Я два и два сложил, я их связал
и стопку бросил в угол по привычке.
Душа теперь похожа на вокзал,
куда не ходят даже электрички.
Тут залы ожидания в пыли,
а живопись на стенах коридора
причудливей фантазии Дали,
разнузданнее кисти Сальвадора.
Умолкла безалаберная речь,
ушла она с букетами, вещами.
Ни сладкого тепла счастливых встреч,
ни слез тебе, ни трепета прощаний.
Ослеп, оглох и онемел перрон,
и рельсы обленившиеся ржавы.
И сумрачно, как после похорон
судьбы, любви, надежды и державы.
В книге судьбы не найти оглавления,
не разобрать ненаписанных строк.
Шумно страницы листает волнение, только никак не найдет эпилог.
То ли с надеждою, то ли с тревогою,
сутки за сутками, лист за листом,
ищет измученно зрение строгое,
чем и когда завершается том.
Все, что начертано, не исполняется, —
ереси планов и лесть ворожбы…
Время подходит и тихо склоняется
над незаконченной книгой судьбы.
Срывался – и переставал, но это не каприз.
Не плутовал, не бастовал: набрасывал эскиз.
Он был как будто не готов к искусству января.
Тянулся нехотя на зов слепого фонаря.
Лениво поверху скользил. И все-таки к утру
созрел – и миф изобразил резьбой по серебру.
Березы в ряд, узор оград, газоны вдоль дорог.
И город стал, как на парад, величествен и строг.
А снег бестрепетно глядел на почести ему.
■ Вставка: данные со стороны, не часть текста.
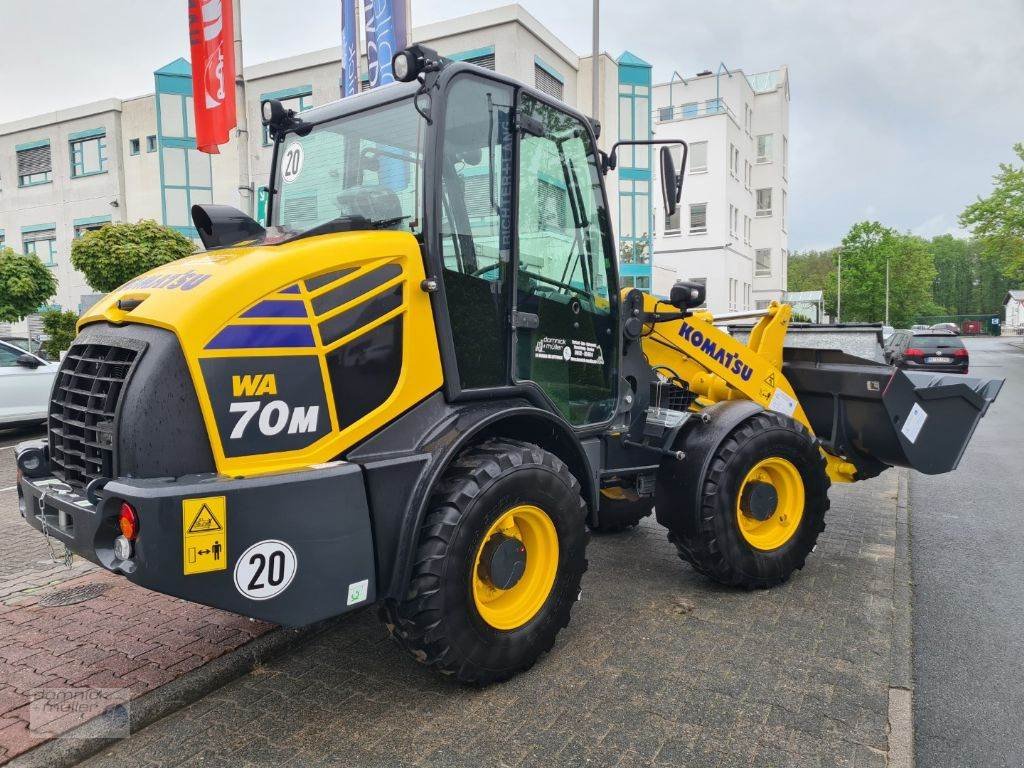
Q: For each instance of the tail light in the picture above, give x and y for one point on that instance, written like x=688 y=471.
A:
x=128 y=520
Как будто разом охладел к успеху своему.
Январь с его недобрыми богами оконная оплакивала
створка.
Пока богему нежили Багамы, поэты прозябали
на задворках.
Не надписи на банковском билете, не ласки куршавельских
содержанок, —
поэтов порождает лихолетье и приступы обиды
за державу.
Поэзия Сибирью прирастает и Старым укрепляется
Осколом.
На холоде тягучая, густая, не колой запивается – рассолом.
Поэзия продукция изгнаний, напитков алкогольных и
солений…
Собою пересчитываю грани, углы тугие с иглами
Вселенной.
Свистят пурги распущенные плети,
звенят мороза бронзовые розги.
Заходятся немеряно в поэте заплаканные дети и подростки.
На небосводе строки многоточий. Уставилась галактика
недобро.
Душа моя стихами кровоточит, и ноют
переломанные ребра.
Трещит зима в березовых суставах. Крещенская карга
царит на свете.
Поэт озяб? Его согреет слава. Лавровым одеялом.
После смерти.
Свет вечерний мягко льется безо всякого труда,
словно сонного колодца невесомая вода.
Есть часы такие в сутках: видно все издалека.
Снег поскрипывает чутко под нажимом каблука.
Гаснет зарево заката. Не светло и не темно.
– Было так уже когда-то? – Верно, было. Но давно.
Короба пятиэтажек. Так же сыпался снежок.
И девичий точно так же торопился сапожок.
Я такими вечерами с восходящею луной
шлялся, юный, кучерявый, и влюблялся в шар земной.
Но теперь-то – год от году – затруднительней идти.
Не дает прибавить ходу сердце, сдавшее в пути.
Только свет маняще льется сквозь года и холода,
как былинного колодца животворная вода.
Хватит нам о пасмурном, о грустном. От окна повеяло
свежо.
То ли тополек суставом хрустнул, то ли хрупнул
утренний снежок.
Затаился март уже вблизи, но чертит зиму чуткое перо:
скользкую дорогу к магазину и каток ледовый до метро.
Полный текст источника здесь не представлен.